California County Devotes Tobacco Funds to Insure Kids
On Dec. 5, the Santa Clara County Board of Supervisors unanimously approved an "unprecedented" plan that would allocate money from the county's share of the national tobacco settlement toward providing health coverage for all of the county's uninsured children, the AP/Contra Costa Times reports. The county's move follows an earlier failed effort by its largest city, San Jose, to use a portion of its $10 million tobacco settlement to create a similar insurance program. Under the $14 million county plan, known as the Children's Health Initiative, the county would devote $3 million per year to providing health coverage to the county's 69,000 uninsured children. Families with incomes up to three times the federal poverty level, or less than $52,000 for a family of four, will be eligible for coverage. "We're sick and tired of waiting for the national and state elected officials to respond to this problem. It's continually getting bigger and bigger," County Supervisor James Ball said.
Getting the Word Out
The program also will focus on informing parents about other local, state and federal health insurance programs and whether their children qualify to receive coverage through them. In addition, the Children's Health Initiative would "make up for any coverage gaps" in those programs, the AP/Contra Costa Times reports. "We're going to go to schools, to churches and work through community-based organizations. It's really a grass-roots effort to find the children," county spokesperson Susan Fiats said (Bergstein, AP/Contra Costa Times, 12/6).
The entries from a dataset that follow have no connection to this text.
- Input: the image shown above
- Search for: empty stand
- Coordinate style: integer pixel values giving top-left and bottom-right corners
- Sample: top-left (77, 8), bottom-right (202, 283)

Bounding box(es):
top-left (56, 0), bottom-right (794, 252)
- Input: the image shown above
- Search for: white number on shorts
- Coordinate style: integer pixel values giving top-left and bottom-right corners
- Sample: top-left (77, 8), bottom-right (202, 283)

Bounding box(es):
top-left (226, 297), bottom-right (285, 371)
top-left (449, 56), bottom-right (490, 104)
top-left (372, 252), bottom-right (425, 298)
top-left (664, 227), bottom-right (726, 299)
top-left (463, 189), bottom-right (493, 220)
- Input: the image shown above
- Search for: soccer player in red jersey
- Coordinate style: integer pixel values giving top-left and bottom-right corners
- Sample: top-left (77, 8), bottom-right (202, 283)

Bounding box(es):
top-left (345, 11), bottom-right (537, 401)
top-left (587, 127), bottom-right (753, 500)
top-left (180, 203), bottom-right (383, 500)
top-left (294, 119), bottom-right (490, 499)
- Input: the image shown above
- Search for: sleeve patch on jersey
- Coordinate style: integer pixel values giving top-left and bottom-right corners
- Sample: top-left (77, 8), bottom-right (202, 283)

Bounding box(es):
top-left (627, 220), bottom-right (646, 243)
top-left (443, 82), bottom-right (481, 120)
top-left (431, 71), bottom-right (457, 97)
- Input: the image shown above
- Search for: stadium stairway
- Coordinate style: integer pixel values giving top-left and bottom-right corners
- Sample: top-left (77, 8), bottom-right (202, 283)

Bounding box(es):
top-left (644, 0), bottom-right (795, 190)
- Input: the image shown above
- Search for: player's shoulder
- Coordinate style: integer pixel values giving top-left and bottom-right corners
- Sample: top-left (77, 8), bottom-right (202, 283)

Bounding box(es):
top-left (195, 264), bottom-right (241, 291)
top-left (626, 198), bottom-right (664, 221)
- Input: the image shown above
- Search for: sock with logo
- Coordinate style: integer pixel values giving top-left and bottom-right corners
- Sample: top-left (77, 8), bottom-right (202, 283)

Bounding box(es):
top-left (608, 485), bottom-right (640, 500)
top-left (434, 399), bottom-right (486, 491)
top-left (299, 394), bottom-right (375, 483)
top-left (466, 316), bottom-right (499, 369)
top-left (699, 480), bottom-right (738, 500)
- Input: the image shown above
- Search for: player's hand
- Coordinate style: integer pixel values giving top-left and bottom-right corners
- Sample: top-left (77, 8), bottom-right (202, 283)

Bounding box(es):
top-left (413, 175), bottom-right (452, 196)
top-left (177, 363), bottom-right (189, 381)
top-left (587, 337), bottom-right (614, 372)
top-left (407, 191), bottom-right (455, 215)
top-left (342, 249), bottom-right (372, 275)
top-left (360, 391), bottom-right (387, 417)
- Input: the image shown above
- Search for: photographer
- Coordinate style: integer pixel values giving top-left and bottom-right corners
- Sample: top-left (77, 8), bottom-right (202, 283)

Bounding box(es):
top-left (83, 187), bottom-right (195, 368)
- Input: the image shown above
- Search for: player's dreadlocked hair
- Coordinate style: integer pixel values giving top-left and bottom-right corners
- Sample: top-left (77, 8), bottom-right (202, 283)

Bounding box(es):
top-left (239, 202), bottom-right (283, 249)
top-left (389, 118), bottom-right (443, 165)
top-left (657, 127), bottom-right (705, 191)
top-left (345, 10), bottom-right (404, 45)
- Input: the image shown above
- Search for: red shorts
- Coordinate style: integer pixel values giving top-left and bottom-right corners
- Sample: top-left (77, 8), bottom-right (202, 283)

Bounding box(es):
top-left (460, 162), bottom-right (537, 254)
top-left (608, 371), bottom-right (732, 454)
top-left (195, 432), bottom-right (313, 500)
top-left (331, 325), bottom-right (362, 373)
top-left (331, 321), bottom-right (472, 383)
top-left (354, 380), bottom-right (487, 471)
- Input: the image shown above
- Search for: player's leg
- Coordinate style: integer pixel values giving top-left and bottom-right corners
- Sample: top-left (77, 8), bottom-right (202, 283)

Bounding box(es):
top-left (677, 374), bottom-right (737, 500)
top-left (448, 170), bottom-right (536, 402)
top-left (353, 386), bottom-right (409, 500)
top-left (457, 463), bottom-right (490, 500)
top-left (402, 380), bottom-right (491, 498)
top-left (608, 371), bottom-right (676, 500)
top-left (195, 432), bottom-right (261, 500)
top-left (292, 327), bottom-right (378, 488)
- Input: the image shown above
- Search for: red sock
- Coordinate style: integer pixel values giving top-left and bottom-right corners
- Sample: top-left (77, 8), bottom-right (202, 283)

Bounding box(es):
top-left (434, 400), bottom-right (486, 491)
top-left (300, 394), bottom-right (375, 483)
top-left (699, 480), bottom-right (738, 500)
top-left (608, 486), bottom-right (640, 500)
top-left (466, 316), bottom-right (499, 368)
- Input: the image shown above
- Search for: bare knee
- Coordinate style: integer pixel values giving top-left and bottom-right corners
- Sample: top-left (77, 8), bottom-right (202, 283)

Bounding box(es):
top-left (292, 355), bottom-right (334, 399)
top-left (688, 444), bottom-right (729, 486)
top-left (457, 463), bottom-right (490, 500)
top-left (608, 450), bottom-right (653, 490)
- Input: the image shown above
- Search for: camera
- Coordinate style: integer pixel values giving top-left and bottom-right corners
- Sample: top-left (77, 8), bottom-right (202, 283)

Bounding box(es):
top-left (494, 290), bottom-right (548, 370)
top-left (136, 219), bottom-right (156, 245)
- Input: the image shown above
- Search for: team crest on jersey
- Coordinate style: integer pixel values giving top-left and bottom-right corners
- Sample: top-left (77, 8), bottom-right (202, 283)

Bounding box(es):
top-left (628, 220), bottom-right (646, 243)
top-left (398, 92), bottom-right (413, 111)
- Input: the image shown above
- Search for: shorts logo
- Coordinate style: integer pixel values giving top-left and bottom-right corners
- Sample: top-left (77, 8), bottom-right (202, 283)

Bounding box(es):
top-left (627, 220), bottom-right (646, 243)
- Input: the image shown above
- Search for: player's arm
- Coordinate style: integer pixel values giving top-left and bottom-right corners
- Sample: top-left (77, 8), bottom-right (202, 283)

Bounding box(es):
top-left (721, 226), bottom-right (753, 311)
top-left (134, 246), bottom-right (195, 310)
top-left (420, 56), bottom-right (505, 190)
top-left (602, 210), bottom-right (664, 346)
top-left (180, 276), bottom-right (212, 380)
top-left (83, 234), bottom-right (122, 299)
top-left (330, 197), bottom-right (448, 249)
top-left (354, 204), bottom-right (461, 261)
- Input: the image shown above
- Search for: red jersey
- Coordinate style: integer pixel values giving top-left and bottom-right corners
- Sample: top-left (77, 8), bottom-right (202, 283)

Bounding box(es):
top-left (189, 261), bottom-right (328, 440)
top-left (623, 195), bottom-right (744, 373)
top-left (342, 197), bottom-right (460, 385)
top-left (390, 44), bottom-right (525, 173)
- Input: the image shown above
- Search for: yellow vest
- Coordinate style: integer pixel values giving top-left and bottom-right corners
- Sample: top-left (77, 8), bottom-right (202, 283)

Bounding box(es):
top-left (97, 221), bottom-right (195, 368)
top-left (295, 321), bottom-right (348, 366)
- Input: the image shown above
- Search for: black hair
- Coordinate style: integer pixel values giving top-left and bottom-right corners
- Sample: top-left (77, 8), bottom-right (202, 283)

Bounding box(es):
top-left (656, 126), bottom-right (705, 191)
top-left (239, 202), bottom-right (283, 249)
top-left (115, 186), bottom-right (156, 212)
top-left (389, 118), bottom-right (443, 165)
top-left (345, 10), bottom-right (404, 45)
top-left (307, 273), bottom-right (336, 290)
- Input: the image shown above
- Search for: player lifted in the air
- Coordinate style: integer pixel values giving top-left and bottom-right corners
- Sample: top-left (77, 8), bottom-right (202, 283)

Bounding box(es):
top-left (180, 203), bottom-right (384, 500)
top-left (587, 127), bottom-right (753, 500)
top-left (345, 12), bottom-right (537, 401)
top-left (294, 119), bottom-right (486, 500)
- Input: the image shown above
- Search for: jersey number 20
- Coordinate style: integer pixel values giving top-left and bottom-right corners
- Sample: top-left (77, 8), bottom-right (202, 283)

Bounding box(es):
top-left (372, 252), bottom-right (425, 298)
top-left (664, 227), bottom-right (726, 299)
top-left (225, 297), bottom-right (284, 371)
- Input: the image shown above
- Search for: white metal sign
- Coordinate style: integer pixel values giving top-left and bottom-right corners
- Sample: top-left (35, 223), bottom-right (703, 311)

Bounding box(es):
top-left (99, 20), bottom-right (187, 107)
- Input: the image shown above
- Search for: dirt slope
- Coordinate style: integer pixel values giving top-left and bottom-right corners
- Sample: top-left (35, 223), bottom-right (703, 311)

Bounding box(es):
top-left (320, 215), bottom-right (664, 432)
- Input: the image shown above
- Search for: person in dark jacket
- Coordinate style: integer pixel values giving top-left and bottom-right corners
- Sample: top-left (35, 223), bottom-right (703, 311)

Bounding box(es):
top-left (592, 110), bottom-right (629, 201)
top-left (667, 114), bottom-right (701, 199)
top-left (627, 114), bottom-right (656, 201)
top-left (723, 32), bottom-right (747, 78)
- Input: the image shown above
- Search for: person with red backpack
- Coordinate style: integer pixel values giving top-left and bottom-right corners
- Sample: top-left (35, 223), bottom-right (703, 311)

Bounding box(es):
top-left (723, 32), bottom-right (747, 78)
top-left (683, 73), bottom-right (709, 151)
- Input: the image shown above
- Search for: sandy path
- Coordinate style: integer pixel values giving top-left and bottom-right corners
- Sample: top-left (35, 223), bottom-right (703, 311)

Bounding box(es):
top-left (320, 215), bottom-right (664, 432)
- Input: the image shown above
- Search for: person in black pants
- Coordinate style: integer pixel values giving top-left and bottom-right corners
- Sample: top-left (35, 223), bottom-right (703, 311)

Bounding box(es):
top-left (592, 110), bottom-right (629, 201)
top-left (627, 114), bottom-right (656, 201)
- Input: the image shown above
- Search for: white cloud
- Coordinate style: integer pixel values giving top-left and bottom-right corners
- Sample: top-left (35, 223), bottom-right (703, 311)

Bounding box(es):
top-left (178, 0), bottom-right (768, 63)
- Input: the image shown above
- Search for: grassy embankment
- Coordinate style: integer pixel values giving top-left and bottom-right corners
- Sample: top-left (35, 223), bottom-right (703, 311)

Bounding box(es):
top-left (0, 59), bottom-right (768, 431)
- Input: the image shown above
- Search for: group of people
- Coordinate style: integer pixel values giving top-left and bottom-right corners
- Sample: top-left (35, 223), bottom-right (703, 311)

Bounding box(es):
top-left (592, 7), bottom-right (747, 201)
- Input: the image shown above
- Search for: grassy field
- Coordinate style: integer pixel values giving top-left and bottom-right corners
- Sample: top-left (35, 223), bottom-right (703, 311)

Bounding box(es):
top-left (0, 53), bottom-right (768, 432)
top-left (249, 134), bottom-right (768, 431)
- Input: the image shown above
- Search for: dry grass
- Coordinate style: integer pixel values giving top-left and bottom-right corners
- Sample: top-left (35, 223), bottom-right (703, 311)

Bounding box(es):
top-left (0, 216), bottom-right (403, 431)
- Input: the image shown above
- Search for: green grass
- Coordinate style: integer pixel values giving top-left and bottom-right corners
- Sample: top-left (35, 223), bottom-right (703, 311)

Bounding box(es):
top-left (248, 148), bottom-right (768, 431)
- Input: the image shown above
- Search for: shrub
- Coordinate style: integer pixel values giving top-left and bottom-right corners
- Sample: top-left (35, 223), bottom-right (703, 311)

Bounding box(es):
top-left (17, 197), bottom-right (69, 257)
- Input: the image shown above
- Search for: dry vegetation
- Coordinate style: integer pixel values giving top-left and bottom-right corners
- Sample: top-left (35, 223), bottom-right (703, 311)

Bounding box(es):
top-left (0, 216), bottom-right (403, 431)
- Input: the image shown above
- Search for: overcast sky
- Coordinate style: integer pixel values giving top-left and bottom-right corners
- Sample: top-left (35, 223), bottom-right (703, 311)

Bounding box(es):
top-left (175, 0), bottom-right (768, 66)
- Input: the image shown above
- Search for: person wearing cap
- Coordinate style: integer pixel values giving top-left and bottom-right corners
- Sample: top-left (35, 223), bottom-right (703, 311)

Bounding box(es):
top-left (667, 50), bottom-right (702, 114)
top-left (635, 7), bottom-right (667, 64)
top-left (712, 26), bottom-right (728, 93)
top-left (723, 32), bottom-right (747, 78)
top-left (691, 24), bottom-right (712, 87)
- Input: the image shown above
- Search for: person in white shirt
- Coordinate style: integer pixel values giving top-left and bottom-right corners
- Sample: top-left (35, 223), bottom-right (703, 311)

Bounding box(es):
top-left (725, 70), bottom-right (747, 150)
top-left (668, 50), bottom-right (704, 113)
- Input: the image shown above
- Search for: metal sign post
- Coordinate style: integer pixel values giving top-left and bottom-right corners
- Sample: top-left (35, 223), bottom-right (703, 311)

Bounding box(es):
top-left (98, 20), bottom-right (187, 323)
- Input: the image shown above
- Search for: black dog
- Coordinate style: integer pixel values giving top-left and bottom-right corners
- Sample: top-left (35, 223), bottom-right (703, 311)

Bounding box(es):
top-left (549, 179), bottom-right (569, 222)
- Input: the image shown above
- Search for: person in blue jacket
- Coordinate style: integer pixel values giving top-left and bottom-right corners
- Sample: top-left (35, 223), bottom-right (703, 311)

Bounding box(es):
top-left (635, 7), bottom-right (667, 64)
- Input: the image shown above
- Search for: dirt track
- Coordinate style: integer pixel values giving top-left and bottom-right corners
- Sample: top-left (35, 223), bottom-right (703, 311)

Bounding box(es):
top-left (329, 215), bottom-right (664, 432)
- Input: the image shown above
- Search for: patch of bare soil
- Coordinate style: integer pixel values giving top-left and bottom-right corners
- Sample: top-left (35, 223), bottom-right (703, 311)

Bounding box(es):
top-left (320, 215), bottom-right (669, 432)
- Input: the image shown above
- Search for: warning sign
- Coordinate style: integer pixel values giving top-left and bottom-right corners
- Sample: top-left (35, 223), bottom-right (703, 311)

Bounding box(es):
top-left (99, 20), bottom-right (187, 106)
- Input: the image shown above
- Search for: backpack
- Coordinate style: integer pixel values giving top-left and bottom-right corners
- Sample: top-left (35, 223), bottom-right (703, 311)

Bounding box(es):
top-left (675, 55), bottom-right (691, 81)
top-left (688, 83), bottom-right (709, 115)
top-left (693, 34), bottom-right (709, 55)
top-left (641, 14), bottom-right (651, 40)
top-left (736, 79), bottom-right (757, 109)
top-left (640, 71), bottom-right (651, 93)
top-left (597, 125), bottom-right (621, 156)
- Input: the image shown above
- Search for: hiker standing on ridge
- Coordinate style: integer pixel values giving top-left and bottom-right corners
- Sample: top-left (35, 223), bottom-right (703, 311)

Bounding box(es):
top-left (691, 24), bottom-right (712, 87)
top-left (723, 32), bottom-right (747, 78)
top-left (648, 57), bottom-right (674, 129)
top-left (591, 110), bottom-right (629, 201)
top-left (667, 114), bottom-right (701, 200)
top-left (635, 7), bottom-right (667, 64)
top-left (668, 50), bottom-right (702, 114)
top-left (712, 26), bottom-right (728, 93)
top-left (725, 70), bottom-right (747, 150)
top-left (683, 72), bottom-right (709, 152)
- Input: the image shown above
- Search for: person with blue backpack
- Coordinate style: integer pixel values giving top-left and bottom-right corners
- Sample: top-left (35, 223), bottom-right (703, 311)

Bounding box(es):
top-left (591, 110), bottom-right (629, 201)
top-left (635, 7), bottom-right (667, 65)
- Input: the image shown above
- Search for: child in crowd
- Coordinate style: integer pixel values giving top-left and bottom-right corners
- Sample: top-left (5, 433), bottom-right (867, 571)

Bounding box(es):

For children who do not qualify for government programs, such as children who are illegal immigrants and those whose parents' incomes are too high, officials would sign them up for private insurance policies (Reuters/Los Angeles Times, 12/6). In addition to the county's tobacco funds, the plan also will use funds from California's tobacco tax, the county general fund and a county-run HMO. Officials hope that private funding will provide the remaining $5 million necessary to run the program. Officials will begin enrolling children in the plan on Jan. 2 (AP/Contra Costa Times, 12/6).